Compared with the OSH group, the LSH group had significantly lower ALT and AST concentrations on postoperative day 7. We also found that BUN and CRE concentrations on postoperative days 1 and 7 were lower in the LSH group, providing further evidence of the benefits of LSH. These findings also demonstrated a difference between 2 groups of the recovery of the liver and kidneys due to surgical trauma.

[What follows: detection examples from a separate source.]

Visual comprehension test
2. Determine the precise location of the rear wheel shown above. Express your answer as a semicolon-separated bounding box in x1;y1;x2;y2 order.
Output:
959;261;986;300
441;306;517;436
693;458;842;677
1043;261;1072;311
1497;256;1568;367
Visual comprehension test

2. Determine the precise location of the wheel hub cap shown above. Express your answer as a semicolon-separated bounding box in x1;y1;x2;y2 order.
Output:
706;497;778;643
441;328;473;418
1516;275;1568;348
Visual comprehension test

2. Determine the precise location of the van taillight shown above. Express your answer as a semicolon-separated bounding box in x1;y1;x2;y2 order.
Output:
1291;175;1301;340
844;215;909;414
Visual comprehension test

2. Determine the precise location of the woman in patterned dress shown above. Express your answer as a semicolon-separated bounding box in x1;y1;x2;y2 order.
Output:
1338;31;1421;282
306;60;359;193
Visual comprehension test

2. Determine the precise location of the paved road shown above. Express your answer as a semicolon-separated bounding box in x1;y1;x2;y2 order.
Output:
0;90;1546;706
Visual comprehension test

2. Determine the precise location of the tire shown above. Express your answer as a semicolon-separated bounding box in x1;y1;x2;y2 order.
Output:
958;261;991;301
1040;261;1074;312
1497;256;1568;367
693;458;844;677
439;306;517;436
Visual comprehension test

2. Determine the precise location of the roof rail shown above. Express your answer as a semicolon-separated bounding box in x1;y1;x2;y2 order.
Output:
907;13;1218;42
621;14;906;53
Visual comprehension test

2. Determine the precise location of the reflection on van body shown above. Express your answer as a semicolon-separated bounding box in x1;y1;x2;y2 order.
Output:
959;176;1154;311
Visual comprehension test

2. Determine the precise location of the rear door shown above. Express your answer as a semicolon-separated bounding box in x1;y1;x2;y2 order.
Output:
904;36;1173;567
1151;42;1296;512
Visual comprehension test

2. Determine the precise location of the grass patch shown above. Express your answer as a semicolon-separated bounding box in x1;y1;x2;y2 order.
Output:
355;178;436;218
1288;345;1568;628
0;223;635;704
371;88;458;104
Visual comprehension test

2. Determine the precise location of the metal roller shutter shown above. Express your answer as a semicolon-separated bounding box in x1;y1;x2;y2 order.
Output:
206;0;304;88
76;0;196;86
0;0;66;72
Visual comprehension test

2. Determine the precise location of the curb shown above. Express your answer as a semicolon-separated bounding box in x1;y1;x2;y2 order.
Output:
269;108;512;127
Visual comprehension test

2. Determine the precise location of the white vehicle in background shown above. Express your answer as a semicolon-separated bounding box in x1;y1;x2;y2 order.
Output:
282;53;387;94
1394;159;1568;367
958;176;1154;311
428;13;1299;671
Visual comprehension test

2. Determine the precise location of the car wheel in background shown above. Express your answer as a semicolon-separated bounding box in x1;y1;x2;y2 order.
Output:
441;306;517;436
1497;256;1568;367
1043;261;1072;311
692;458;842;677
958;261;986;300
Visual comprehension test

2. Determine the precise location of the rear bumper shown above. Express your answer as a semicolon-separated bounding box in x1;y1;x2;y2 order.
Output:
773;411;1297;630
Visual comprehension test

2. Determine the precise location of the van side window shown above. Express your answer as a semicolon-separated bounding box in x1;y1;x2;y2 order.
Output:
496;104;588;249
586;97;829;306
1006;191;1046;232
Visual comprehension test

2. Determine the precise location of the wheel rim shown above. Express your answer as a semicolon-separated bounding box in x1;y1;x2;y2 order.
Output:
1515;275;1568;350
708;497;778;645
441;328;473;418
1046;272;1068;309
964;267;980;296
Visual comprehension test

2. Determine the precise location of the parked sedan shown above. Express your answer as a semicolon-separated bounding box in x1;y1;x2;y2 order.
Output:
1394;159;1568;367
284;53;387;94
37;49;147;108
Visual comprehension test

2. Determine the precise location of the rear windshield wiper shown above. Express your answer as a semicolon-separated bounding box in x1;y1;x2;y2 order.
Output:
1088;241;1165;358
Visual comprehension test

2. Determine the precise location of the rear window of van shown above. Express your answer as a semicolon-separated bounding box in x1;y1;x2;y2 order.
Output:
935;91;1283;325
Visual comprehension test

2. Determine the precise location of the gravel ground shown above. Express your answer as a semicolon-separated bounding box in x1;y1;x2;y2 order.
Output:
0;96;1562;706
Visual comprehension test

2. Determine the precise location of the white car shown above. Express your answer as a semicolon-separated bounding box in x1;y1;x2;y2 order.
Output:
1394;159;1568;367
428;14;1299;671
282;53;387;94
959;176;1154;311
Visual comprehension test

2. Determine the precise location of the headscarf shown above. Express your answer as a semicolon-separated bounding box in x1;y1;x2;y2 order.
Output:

We are in the initial developmental stages of LSH, and patients with HCC who elect to undergo the procedure should meet the following indications: tumor size <5 cm, tumor location in the peripheral right or left lobe of the liver, and Child-Pugh Class A or B.

CONCLUSIONS

With appropriate indications, synchronous LSH is a safe, feasible, and effective surgical procedure with satisfactory recovery, and it allows for optimal minimally invasive treatment for patients with cirrhotic hypersplenism and HCC. This study was limited by its small sample size; therefore, prospective studies with a larger cohort, including randomized comparisons with open surgery, should be performed.

Table 1.

Baseline Demographic and Clinical Characteristics of the OSH and LSH Groups

Variable	OSH (n = 11)	LSD (n = 12)	P
Sex, male/female, n	6/5	8/4	.680
Age, mean ± SD, years	57.1 ± 8.9	59.7 ± 6.4	.448
Etiology, n
HBV cirrhosis	6	8	.680
HCV cirrhosis	2	2	1.000
Schistosome cirrhosis	1	0	.478
Alcoholic cirrhosis	0	1	1.000
Autoimmunity liver cirrhosis	0	1	1.000
Idiopathic cirrhosis	2	0	.217
APACHEII, mean ± SD	3.7 ± 2.0	4.8 ± 2.2	.251
Child-Pugh classification, A/B, n	7/4	5/7	.414
Tumor size, mean ± SD, cm	3.30 ± 0.62	3.12 ± 0.56	.464
Length of spleen, mean ± SD, mm	178.5 ± 20.6	179.7 ± 31.4	.921
WBC, mean ± SD, 109/L	2.63 ± 0.69	2.87 ± 0.58	.380
PLT, mean ± SD, 109/L	43.9 ± 4.0	38.6 ± 10.5	.129
AST, mean ± SD, U/L	32.2 ± 17.3	30.5 ± 6.9	.759
ALT, mean ± SD, U/L	21 (17–34)	21.5 (13–39)	.757
BUN, mean ± SD, mM	5.05 ± 1.49	5.77 ± 1.75	.305
CRE, median (range), μM	72 (54–90)	78.5 (59–83)	.216

Data are mean ± SD, median (range) values, or number of patients, as indicated. HBV, hepatitis B virus; HCV, hepatitis C virus; PLT, platelet

Table 2.

Intraoperative and Postoperative Characteristics of the OSH and LSH Groups

Variable	OSH (n = 11)	LSD (n = 12)	P
Duration of operation, mean ± SD, min	197.7 ± 28.8	202.1 ± 34.0	.745
Estimated blood loss, mean ± SD, mL	266.4 ± 91.7	229.2 ± 64.1	.269
Blood transfused, median (range), mL	0 (0–400)	0 (0–0)	.740
VAS pain score on the first day, mean ± SD	6.2 ± 0.6	3.4 ± 0.9	<.001
Time to first oral intake, mean ± SD, d	2.9 ± 0.5	1.9 ± 0.5	<.001
Time to first flatus, mean ± SD, d	3.7 ± 1.0	2.7 ± 0.9	.014
Time to off-bed activity, mean ± SD, d	4.4 ± 0.7	2.5 ± 0.7	<.001
Duration of hospitalization, mean ± SD, d	15.1 ± 2.3	8.6 ± 1.3	<.001
Perioperative complications, n	11	7	.037
Incision complications	2	1	.590
Incisional hernia	0	0	1.000
Superficial SSI	2	1	.590
Deep SSI	0	0	1.000
Pneumonia	2	1	.590
Organ space SSI	0	0	1.000
Emergency operation for bleeding	1	0	.478
Pancreatic fistula	1	0	.478
Asymptomatic portal vein thrombosis	5	5	1.000

Data are the mean ± SD or number of patients. SSI, surgical site infection.

Table 3.

Postoperative Fever and WBC Counts of the OSH and LSH Groups

Variable	OSH (n = 11)	LSD (n = 12)	P
Postoperative fever, mean ± SD, d	4.5 ± 1.4	2.1 ± 1.9	.002
No fever, n	0	2	.478
WBC day 1, mean ± SD, 109/L	19.7 ± 5.8	13.3 ± 3.2	.003
WBC day 7, mean ± SD, 109/L	14.6 ± 4.0	9.5 ± 3.0	.002
Normal WBC, d 1, n	0	1	1.000
Normal WBC, d 7, n	1	7	.027

Data are mean ± SD or number of patients. Postoperative fever, the number of days of postoperative body temperature >38.0°C; d 1, postoperative day 1; d 7, postoperative day 7.

Table 4.

Postoperative Liver and Renal Functions of the OSH and LSH Groups

Variable	OSH (n = 11)	LSD (n = 12)	P
AST day 1, mean ± SD, U/L	164.9 ± 46.6	158.7 ± 46.5	.751
AST day 7, median (range), U/L	57 (47–94)	32.5 (17–45)	<.001
ALT day 1, median (range), U/L	154 (107–177)	97.5 (42–192)	.175
ALT day 7, mean ± SD, U/L	65 (51–89)	39 (21–94)	.048
BUN day 1, mean ± SD, mmol/L	11.3 ± 2.4	5.6 ± 1.8	<.001
BUN day 7, mean ± SD, mmol/L	10.5 ± 3.5	6.1 ± 1.6	.001
CRE day 1, mean ± SD, umol/L	138.7 ± 20.9	92.7 ± 17.6	<.001
CRE day 7, mean ± SD, umol/L	99.7 ± 24.0	70.7 ± 14.1	.001

Data are mean ± SD or median (range) values. d 1, postoperative day 1; d 7, postoperative day 7.